I've very impressed with this approach. It might be effective length 101 that I was asleep in class for, but either way it has added to my knowledge base. Like Tomfh I checked you logic and it was extremely close and slightly conservative to the software** output which I use which calculates effective length from Euler buckling.

**I'm quite dependent on software for many things, but I don't follow it blindly. I very much appreciate simple, logical hand calcs.

 

[hardbutmild]

makes sense, I guess I was off with just 20 % of the backspan - 50 % makes a lot more sense.

 

[Smoulder]

Good work Kootk and Tomfh. Just want to tack on how right hand side loads affect column B7. If beam B21 or brace B17 loads are big enough to make bottom end of B7 buckle then no capacity for load at top of B7. This is same as top end of B7 has eff length of infinity. So eff length goes from Kootk and Tomfh numbers for no right hand load to infinity for big right hand load. US direct analysis will look after this for you.

 

[KootK]

US direct analysis will look after this for you.

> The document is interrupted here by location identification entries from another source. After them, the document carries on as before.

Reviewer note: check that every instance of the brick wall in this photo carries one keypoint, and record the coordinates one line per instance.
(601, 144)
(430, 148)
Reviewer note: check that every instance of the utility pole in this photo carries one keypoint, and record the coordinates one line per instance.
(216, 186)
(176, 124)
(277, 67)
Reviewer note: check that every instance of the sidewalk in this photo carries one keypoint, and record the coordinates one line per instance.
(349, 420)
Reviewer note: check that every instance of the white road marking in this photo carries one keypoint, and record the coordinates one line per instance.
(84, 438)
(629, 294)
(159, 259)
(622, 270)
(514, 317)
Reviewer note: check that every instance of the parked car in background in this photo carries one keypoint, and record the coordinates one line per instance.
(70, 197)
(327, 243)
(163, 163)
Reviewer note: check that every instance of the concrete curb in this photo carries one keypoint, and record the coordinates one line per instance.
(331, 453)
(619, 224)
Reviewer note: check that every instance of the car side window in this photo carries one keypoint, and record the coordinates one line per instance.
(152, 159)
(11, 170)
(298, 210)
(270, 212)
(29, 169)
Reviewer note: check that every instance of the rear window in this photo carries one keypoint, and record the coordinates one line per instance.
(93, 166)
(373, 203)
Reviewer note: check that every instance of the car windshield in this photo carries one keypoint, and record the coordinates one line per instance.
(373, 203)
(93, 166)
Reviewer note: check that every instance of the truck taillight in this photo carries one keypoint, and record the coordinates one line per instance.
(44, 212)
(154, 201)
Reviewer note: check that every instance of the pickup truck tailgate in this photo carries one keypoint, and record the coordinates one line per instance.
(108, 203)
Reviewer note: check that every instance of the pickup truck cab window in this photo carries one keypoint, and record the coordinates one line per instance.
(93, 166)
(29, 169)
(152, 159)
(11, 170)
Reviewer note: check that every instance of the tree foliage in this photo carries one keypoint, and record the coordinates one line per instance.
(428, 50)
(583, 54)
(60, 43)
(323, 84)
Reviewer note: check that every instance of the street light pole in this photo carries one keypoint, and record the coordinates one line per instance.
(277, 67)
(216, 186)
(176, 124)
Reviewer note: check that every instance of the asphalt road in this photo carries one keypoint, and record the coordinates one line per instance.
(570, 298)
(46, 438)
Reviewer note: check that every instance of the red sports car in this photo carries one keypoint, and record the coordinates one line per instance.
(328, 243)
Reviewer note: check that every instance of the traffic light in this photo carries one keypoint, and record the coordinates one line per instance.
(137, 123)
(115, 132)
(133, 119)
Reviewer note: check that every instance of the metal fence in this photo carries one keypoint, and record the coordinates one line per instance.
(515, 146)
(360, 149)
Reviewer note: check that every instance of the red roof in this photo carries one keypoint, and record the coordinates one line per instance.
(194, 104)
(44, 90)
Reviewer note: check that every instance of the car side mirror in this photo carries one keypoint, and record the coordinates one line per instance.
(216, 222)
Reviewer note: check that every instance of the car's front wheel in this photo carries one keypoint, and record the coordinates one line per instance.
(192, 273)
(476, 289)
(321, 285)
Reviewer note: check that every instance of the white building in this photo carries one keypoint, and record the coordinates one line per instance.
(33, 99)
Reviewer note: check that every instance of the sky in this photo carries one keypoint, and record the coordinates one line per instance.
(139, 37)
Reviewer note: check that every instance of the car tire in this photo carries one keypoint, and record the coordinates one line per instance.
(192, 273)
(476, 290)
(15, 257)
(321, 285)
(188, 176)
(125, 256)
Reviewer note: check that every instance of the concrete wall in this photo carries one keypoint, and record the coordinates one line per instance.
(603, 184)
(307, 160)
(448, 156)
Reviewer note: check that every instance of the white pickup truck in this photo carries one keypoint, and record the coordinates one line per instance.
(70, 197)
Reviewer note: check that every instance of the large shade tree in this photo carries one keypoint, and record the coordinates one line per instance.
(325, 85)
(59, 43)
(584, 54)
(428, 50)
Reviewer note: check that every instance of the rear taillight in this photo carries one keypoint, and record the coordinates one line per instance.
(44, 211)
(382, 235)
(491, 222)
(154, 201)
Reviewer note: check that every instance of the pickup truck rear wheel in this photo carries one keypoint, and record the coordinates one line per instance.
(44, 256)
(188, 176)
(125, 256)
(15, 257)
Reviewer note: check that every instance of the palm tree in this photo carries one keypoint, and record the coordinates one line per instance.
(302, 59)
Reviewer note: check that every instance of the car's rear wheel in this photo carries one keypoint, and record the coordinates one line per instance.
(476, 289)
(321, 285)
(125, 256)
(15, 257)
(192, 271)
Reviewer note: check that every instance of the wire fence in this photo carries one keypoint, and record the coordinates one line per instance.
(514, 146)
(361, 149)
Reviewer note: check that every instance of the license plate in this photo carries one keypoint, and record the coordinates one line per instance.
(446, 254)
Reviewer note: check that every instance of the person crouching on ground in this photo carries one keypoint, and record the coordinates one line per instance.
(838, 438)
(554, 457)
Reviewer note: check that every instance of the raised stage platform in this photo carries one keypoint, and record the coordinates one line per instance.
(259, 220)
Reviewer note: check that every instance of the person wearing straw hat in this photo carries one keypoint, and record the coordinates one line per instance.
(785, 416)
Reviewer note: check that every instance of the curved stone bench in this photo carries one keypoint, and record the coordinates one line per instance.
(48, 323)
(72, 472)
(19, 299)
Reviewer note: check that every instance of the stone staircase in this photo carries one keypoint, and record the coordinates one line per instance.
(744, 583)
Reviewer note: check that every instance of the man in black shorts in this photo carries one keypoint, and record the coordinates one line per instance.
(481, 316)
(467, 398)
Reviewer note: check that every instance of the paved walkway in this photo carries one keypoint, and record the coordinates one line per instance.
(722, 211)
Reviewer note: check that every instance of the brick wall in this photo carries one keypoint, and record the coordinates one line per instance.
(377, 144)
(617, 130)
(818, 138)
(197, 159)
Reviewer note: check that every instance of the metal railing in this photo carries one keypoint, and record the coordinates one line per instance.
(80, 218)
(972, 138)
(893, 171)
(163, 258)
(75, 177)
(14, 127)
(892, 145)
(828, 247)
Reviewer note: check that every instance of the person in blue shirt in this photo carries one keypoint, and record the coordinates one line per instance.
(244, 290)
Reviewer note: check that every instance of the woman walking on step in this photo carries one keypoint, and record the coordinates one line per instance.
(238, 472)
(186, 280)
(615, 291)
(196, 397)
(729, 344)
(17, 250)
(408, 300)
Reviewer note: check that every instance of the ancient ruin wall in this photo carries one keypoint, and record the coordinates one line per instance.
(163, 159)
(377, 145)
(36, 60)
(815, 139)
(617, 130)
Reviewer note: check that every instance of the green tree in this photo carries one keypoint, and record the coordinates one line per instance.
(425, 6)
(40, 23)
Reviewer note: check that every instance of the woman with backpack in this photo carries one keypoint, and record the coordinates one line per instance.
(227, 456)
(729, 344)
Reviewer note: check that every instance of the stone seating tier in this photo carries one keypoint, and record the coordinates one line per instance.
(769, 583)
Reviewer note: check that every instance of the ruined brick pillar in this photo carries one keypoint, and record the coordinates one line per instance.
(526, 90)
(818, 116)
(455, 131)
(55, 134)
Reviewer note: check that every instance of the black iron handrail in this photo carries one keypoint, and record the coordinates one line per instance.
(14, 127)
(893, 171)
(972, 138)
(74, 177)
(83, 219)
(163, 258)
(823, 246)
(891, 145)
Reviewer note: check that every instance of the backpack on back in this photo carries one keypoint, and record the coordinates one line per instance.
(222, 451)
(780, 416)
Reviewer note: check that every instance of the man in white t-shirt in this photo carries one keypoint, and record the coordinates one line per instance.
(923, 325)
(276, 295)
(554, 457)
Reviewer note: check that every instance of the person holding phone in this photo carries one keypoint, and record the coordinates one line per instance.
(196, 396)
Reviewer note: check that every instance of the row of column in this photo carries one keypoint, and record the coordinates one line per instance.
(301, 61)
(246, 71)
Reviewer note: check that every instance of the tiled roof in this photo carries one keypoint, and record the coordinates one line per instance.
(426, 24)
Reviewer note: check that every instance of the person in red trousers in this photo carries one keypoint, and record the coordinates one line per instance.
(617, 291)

So will the K-factor method. Using tomfh's example, you would move the low beam load up to the cantilevered column tip and scale it down by [(6)^2 / (2.59 x 7)^2] = 0.11. And this is what I would have expected a well trained engineer to do before the advent of commercially available FEM. It's not as though they just turned a blind eye to things like this back in the day.

In addition to solving the problem, this method makes it very apparent to the designer how much of a difference the load at the low node will make. The answer being not much unless it's a very large load.

In practice, I would usually do the reverse of this by moving the cantilever tip load down to the low node and scaling up accordingly. That would allow you to preclude the non-buckling failure modes without having to consider two design cases.